Chapter 6- Correlation and Regression Flashcards Preview

Statistics > Chapter 6- Correlation and Regression > Flashcards

Flashcards in Chapter 6- Correlation and Regression Deck (28):

What is a univariate distribution?

It is a frequency distribution where you're only working with one variable
Ex. height, time, test scores, errors


What is a bivariate distribution?

A frequency distribution where the scores on the two variables are paired
Bivariate distributions are required in order to use correlation and regression techniques
They also may show positive/negative/zero correlation


What is considered to be a positive correlation and give an example?

It's when high measurements on one variable tend to lead to high measurements on the other variable.
And low measurements on one variable also tend to lead to low measurements on the other variable.
Example- all fathers tend to have sons who grow up to have sons who grow up to be tall men, and
short fathers tend to have sons who grow up to be short men


What is considered to be perfect correlation?

When the coefficient of correlation, r, is equal to 1.00
When there is perfect correlation all points fall exactly on the regression line
The only requirement for perfect correlation is that the differences between the pairs all be the same


What is a regression line also referred to as?

The line of best fit


What is a scatterplot?

It is a graph of the scores of a bivariate frequency distribution


What do you see graphically in a scatterplot with negative correlation?

Increases in one variable are accompanied by decreases in the other variable (they have an inverse relationship).
The line of regression goes from the upper left corner of the graph to the lower right corner, it has a negative slope


Is there a such thing as a perfect negative correlation?

Yes, when r = -1.00


What is r and what does it tell us?

r is the correlational coefficient
It gives us the degree of relationship of two variables.
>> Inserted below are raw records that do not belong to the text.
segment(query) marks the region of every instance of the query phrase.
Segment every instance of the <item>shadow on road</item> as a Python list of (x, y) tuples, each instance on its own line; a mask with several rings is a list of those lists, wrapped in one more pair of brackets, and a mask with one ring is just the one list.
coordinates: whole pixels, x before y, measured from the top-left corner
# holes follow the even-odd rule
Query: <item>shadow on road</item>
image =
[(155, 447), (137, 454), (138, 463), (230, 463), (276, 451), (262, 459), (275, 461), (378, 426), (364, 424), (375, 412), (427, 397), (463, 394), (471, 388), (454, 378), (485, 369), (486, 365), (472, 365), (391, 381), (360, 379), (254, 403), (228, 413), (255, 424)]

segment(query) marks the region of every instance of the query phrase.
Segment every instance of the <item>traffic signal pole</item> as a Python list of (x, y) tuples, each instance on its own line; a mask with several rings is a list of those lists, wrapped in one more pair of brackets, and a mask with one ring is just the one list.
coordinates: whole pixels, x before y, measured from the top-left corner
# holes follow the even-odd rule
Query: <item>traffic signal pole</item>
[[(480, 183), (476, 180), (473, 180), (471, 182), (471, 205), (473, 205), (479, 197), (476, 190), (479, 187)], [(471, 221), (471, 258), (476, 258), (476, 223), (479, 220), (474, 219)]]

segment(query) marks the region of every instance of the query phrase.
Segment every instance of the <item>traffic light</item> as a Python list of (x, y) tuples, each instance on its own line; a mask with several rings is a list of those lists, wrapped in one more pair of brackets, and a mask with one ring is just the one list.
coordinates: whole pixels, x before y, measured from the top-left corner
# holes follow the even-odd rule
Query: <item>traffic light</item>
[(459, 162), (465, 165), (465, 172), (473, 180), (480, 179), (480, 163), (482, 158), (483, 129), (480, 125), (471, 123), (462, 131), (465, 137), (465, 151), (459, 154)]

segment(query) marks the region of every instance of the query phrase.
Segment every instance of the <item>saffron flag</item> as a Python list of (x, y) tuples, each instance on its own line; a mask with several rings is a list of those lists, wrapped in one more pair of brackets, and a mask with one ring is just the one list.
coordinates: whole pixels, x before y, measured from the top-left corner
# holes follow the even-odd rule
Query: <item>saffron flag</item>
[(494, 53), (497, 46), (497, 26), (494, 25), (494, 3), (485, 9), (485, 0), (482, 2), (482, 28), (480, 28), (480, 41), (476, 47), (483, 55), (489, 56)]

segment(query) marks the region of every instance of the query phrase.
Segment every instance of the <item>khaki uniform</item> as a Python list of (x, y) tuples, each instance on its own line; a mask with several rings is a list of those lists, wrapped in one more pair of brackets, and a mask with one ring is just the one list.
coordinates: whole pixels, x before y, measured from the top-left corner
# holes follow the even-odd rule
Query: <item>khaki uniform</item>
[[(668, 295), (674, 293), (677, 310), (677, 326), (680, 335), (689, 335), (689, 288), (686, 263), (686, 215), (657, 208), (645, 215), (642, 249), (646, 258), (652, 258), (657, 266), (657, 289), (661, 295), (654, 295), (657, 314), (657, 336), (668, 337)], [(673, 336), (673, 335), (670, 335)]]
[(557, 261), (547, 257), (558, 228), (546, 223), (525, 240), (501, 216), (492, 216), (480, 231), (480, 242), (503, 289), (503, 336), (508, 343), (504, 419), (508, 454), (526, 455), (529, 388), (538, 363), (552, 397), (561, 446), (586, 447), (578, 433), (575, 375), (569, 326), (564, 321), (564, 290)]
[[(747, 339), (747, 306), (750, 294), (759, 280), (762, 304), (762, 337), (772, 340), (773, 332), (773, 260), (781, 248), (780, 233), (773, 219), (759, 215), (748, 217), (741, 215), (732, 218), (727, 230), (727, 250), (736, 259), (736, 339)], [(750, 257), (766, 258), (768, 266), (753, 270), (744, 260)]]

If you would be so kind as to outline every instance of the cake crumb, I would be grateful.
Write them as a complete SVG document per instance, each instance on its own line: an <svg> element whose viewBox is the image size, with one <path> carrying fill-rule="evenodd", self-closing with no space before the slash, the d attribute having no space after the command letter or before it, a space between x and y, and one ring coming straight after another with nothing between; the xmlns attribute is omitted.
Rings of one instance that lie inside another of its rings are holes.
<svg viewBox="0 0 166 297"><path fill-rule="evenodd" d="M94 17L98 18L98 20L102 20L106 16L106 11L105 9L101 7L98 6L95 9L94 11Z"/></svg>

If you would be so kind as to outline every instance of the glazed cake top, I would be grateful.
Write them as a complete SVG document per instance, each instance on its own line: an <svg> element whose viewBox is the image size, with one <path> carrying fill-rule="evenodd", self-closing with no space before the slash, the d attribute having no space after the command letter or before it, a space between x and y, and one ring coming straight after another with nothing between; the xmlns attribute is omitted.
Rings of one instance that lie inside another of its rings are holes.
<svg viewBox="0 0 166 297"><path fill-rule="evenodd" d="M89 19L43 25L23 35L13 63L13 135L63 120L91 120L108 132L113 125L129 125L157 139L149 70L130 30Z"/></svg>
One value on a plot isn't more valuable than the other.
We just want to find how correlated the two factors are to find out how they relate.
And you'd rather have a stronger r value towards 1 or -1, because it helps solidify your data rather than a small


Examples of negative correlation

Daily rain and daily sunshine, grouchiness and friendships, highway driving speed and gas mileage


What does having zero correlation mean?

That the high and low scores on the two variables are not associated in any predictable manner
There is no linear relationship between the two variables
When r = 0.00 the regression line is literally just a horizontal straight line


What are the two computational formulas used to find r?

The blanched formula and the raw-score formula
We're going to be using the blanched formula, because it uses means and standard deviations to find it (bro, but
I really like just using the raw-score formula


What is N when concerned with the computational formulas?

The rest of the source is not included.